Experienced elevated level of API errors in our Service Management API

Incident Report for Red Hat 3scale

Postmortem

On Sept. 26th of 2018 we had a network partition on our AWS infrastructure. This triggered a failover of our data layer infrastructure.

Timeline:

Sept. 26, 2018 05:12 UTC - network partition on one of our shards, failover starts.
Sept. 26, 2018 05:23 UTC - slaves synchronized and traffic back to normal.

SLA impact:

Sept. 26, 2018 05:12 UTC - Sept. 26, 2018 05:23 UTC- backend not accepting requests - 5XX response codes returned.
Sept. 26, 2018 05:24 UTC - back to 100% traffic.

Root Cause

The initial trigger was a network partition failure in the AWS infrastructure which led to failover of one of the server instances in our database system.

Preventative Actions

Review failover process to shorten failover time.
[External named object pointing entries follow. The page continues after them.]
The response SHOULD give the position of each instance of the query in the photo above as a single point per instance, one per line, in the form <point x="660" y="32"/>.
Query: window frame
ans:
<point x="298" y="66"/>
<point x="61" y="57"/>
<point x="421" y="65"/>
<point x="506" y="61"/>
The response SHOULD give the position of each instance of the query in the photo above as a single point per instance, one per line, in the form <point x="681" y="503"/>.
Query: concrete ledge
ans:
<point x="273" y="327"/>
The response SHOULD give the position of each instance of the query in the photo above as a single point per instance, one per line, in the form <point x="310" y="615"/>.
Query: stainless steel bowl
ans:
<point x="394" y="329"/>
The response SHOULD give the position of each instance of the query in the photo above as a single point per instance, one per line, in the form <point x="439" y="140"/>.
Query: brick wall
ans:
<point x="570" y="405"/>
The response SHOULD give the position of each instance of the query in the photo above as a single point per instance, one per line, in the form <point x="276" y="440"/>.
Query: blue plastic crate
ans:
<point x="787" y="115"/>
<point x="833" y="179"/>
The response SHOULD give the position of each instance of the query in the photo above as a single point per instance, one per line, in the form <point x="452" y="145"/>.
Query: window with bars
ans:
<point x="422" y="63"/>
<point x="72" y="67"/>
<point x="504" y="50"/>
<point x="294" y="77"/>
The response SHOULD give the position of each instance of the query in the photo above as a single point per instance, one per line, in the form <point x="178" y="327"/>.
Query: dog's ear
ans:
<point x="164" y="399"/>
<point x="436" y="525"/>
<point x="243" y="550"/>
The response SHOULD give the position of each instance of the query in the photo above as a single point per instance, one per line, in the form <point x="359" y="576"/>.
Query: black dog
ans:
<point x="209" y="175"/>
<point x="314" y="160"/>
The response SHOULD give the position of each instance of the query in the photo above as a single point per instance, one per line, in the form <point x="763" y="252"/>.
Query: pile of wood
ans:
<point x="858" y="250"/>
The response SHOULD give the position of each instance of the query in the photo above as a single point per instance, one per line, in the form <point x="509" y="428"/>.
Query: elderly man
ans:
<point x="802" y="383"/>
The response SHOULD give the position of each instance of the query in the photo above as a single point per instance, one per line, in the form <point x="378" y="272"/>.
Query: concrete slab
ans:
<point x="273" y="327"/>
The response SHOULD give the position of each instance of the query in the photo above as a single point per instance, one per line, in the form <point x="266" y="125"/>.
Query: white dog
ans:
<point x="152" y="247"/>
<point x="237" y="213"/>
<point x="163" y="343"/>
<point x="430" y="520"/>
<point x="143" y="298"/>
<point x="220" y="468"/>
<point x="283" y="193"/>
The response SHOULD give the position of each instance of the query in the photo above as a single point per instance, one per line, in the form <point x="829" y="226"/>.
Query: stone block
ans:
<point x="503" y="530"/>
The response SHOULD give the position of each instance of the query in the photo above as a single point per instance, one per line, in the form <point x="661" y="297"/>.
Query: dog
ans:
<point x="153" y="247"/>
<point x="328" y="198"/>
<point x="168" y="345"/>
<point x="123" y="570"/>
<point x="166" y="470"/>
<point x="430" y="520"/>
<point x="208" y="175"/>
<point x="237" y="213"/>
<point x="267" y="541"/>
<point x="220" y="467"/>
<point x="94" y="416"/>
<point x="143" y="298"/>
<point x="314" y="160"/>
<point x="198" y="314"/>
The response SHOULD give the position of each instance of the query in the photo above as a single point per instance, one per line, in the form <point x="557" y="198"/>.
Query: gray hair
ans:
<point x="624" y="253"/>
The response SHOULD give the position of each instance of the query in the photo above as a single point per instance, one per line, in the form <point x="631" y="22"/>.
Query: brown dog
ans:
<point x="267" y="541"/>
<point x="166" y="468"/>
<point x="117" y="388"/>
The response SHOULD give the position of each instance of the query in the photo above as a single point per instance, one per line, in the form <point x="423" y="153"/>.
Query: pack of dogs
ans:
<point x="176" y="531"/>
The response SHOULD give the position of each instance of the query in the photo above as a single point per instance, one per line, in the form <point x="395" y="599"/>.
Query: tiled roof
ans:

Posted Sep 26, 2018 - 12:58 CEST

Resolved

The incident has been resolved.

Summary:
* Incident started at: 05:12 UTC
* Incident resolved at: 05:23 UTC

Posted Sep 26, 2018 - 07:44 CEST

Monitoring

During the period from 05:12 to 05:23 UTC we have had an elevated number of errors on our Service Management API due to a failover on our platform, the failover has been automaticly done and resolved.

Posted Sep 26, 2018 - 07:40 CEST

This incident affected: Service Management API.